The art of cutting excess wording in one line, fleshing out images in another, arranging and re-arranging stanzas and lines may not be appealing to some, but when done well, will ultimately garner respect from your reading audience. As you delve into the nuances of your own writing, notice ways to make the piece more exact in what you intended to communicate. Good writers make this look easy. (This is why it is such a great exercise to study the way writing that speaks to us is constructed and crafted.)

What matters is that you remain committed to giving your drafts time to reach their fullest potential. Afterwards, you can scroll down and click through for a quick fix ordering of whatever household or personal item or necessity you need to replenish or immediately restock. Doing so will ensure that you will not only be keeping up with the ongoing cadences of online ordering, but also that your writing will be progressing nicely as well.

Keep at it. As always, may the Muses be with you.

~Judith Lagana

A Bit of Confidence Goes a Long Way

Sure, you may be comfortable and confident in social situations, at home, or at the office. You might regularly exude the look of someone who knows what they want and who comes across with a sense of knowing where they are headed. Believing in yourself is a hallmark of becoming an adult for most of us, and certainly goes a long way in making life easier. Yet, why is it that for some, that confident mindset goes right out the door when we share our writing?

In workshops, groups, and open mics, it has become all too common for writers to preface the reading of their work with the disclaimers, “this isn’t very good” or “I am really not a good writer” Why? Why not let the writing speak for itself? These disclaimers are distractions to those of us (eagerly) waiting to hear what you have written. As the writer sharing your work, you might find yourself surprised that your words pack more positive punch then you ever realized. This is especially true if you are working with a writers’ group that looks for moments which resonate within the writing.

True, the very act of sharing our writing makes us all vulnerable. There are risks to sharing your writing, yet risks have to be taken if your writing is going to evolve and improve.

Most writing shared in writers’ groups and workshops are early draft pieces. So why not call them what they are?  If you are sharing a first or early draft, introduce the writing accordingly. If it helps, share that this is a new piece, a first draft, a piece that has not been revisited and let the others in the group respond in kind. Just don’t verbally put your writing down. You do more damage than good to your writing psyche when you speak negatively about something that you have created in conjunction with your imagination and your artistic, (in this case writing), abilities.
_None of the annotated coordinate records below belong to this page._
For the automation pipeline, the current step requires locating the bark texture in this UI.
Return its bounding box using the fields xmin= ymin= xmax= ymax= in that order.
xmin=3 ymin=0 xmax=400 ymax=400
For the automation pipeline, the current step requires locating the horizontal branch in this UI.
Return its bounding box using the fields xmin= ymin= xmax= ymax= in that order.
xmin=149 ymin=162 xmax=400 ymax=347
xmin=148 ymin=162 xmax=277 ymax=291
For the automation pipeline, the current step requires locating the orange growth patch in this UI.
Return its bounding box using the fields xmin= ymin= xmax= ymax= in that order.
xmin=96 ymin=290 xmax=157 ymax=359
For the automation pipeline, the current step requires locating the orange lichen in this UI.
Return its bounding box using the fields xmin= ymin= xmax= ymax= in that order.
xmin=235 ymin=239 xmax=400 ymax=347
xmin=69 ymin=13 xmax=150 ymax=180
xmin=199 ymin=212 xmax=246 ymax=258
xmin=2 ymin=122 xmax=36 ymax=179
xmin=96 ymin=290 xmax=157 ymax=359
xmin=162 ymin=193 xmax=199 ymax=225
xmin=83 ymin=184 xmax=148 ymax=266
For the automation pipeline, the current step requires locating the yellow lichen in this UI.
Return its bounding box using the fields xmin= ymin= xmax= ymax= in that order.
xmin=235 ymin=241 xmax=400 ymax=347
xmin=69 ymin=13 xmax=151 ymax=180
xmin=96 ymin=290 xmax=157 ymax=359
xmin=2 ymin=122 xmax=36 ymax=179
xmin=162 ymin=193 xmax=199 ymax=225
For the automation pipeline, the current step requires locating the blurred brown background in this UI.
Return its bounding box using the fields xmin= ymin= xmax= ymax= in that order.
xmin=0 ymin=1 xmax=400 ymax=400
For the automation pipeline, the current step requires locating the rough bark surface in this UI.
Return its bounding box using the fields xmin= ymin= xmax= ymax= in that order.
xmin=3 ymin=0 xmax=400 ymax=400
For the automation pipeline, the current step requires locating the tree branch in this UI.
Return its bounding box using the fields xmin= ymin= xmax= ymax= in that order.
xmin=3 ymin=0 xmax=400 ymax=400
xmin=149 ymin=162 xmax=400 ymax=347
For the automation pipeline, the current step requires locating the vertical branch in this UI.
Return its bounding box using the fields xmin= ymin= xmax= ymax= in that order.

When you write, it is crucial for your writing practice and your writing life that you put faith in your writer’s voice and its uniqueness. Your voice, your manner of perspective, and your approach to stringing words together to create impact are yours and yours alone. Of course, if you are engaging in the full nine steps of the writing process you are going to eventually go through phases of revision and crafting before you finalize a piece. That goes without saying.  But what needs to be said and emphasized really, is the value of believing in yourself as a writer and believing that what you have to say, the story you have to tell, is important and unique. Like you.

It is vital that to remain resolute in getting those ideas and words down on paper or up on the screen. It is also vital that to believe that your writing, no matter how rough it may be in its early stages, holds value and deserves to be heard. Confidence is key, my friend.

I often think back to an experience I had years ago when my now 20 year old son was in first or second grade. I was participating in one of those parent-themed days when parents come in and share what they do for a living with their child’s class. My presentation included a segment where the little ones were asked to write short snippets of writing in the form of a poem. After the writing of these first draft pieces students were asked to share. What struck me most from this experience and what has stayed with me over all these years was the great amount of confidence each (first or second grade?) child exuded as they stood up, (shoulders back!) and proudly read what they had written. They were confident, pleased, and focused on their words and their writing. All these years later, the memories of that collective positive energy remains contagious and the recollection of their confidence, inspiring.

As your writing practice develops and you ready yourself to share what you have written in workshop or manuscript reviews, I encourage you to tap into your inner first grader. Don’t preface your writing with negative words, even if you are feeling less then confident. Take a deep breath. Recognize the writer within you. Then let go and let your writing do the talking. There is time for deep and thoughtful critique when you engage in the later phases of revision. And even in these stages, the language used to discuss your writing should be one that promotes growth and revision without wearing down your confidence.

Now, we all know that writing is hard work and that sure, sometimes a first draft spills out in such a way that not much has to be done to finalize it.  But most writers will work through hours and years of revision to get a writing project to a particular level of readiness. Seasoned writers are thick skinned and hearty in their abilities to ride out indifferent responses as well as negative ones. Their confidence feeds their drive and persistence. Thinner skinned writers learn to go with it and to hopefully make choices which will lead them toward supportive writing workshops and groups.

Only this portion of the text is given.